Keywords

1 Introduction

Machine learning algorithms have been increasing their predictive performance significantly during the past years. This is visible in tasks such as object recognition, where deep learning algorithms are beating human classifiers [17]. However, this has occurred at a high cost of computation and energy. In order to achieve such accurate models, the amount of computation (number of operations per second) has been increasing exponentially, with a 3.5 month-doubling timeFootnote 1. This has a direct impact on energy consumption.

The challenge addressed in this paper is related to energy estimation and energy measurement. While machine learning researchers are starting to focus on the amount of energy consumption of their algorithms [7], estimating energy consumption is non-trivial [16]. Our goal is to bridge the gap that currently exists between computer architecture, in terms of estimating energy consumption, and machine learning by proposing to the machine learning community different approaches to model energy consumption. We present a survey with the key approaches to estimate energy from different angles (e.g. architecture level, instruction level). Moreover, from the different models that are presented, we suggest which are more suitable for the learning task at hand. We conclude the paper with a case study, where we put in practice the mentioned suggestions, and we estimate the energy consumption of a specific data mining task, with streaming data and real-time constraints.

The contributions of this paper are summarized as follows:

  • We present a survey of the state-of-the-art and key methodologies to estimate power and energy consumption, shown in Sect. 4

  • We suggest different approaches to estimate energy for several machine learning scenarios, shown in Sect. 5

  • We present a case study of applying one of the modeling approaches in a stream mining scenario, shown in Sect. 6

  • We bridge the gap between machine learning and computer architecture for estimating energy consumption.

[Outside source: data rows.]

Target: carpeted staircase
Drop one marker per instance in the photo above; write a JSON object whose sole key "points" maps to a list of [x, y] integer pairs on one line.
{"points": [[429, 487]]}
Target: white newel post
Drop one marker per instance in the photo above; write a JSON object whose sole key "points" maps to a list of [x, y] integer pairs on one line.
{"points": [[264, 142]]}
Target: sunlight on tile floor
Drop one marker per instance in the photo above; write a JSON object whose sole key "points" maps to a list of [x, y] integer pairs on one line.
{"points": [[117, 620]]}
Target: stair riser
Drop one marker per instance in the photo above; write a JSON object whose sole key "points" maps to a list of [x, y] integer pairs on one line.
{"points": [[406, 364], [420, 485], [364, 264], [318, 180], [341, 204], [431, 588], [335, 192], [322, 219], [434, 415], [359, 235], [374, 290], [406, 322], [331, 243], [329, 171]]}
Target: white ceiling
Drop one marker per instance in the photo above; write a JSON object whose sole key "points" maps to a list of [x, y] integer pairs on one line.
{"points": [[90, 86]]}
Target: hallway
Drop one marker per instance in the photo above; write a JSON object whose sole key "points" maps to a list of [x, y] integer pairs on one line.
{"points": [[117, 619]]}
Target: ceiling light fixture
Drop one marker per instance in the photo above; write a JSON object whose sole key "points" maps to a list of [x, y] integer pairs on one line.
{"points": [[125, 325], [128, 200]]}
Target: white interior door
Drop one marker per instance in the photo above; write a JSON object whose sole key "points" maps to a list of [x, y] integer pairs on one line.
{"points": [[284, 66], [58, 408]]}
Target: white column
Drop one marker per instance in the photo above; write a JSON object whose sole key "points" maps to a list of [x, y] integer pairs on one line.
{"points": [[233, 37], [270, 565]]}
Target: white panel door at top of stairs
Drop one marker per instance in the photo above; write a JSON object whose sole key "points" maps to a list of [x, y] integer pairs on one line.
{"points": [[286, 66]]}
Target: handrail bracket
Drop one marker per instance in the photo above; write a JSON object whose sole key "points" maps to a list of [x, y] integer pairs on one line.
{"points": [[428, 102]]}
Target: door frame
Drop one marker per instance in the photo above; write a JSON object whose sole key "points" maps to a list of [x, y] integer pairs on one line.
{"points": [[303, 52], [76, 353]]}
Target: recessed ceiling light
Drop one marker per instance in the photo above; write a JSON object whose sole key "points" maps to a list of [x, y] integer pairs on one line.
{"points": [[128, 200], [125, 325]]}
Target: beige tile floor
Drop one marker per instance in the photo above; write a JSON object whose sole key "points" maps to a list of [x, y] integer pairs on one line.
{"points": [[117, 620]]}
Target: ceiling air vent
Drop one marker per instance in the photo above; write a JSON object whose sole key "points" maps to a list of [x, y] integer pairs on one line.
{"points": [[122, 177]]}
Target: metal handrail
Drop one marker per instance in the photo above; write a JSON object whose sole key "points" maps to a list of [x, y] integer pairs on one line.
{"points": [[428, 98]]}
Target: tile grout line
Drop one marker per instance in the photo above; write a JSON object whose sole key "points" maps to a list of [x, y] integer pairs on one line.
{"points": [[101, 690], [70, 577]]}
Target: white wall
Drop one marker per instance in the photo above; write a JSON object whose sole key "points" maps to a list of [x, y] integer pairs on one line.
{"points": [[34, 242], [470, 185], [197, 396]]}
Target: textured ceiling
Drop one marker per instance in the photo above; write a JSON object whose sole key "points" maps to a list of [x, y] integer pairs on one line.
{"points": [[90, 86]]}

To the best of our knowledge, this is the first study that proposes direct ways to estimate energy consumption for machine learning scenarios. We believe that the best way to move forward, given the current trend, is by a close collaboration between researchers in machine learning and computer architecture. We contribute by encouraging machine learning researchers to reduce the energy consumption of their computations, and proposing ways on how to achieve that. This is a preliminary study that plans to be extended by digging deeper into the methodologies and mapping them to more machine learning scenarios (Sect. 7).

2 Energy and Power Consumption

This section aims to give a background explanation on energy and power consumption for the machine learning audience. We explain general formulations on power, time, and energy, and specific clarifications on how software programs consume energy.

Energy efficiency in computing usually refers to a hardware approach to reduce the power consumption of processors, or ways to make processors handle more operations using the same amount of power [20].

Power is the rate at which energy is being consumed. The average power during a time interval T is defined as [35]:

$$\begin{aligned} P_{avg} = \frac{E}{T}, \end{aligned}$$
(1)

where E, energy, is measured in joules (J), \(P_{avg}\) is measured in watts (W), and time T is measured in seconds (s). We can distinguish between dynamic and static power. Static power, also known as leakage power, is the power consumed when there is no circuit activity. Dynamic power, on the other hand, is the power dissipated by the circuit, from charging and discharging the capacitor [11, 18]:

$$\begin{aligned} P_{dynamic} = \alpha \cdot C\cdot V_{dd}^2\cdot f \end{aligned}$$
(2)

where \(\alpha \) is the activity factor, representing the percentage of the circuit that is active. \(V_{dd}\) is the voltage, C the capacitance, and f the clock frequency measured in hertz (Hz). Energy is the effort to perform a task, and it is defined as the integral of power over a period of time [11]:

$$\begin{aligned} E = \int _{0}^{T} P(t)dt \end{aligned}$$
(3)

Energy consumption is usually the key variable to consider, since it directly translates to money spent on computations, and battery life of devices.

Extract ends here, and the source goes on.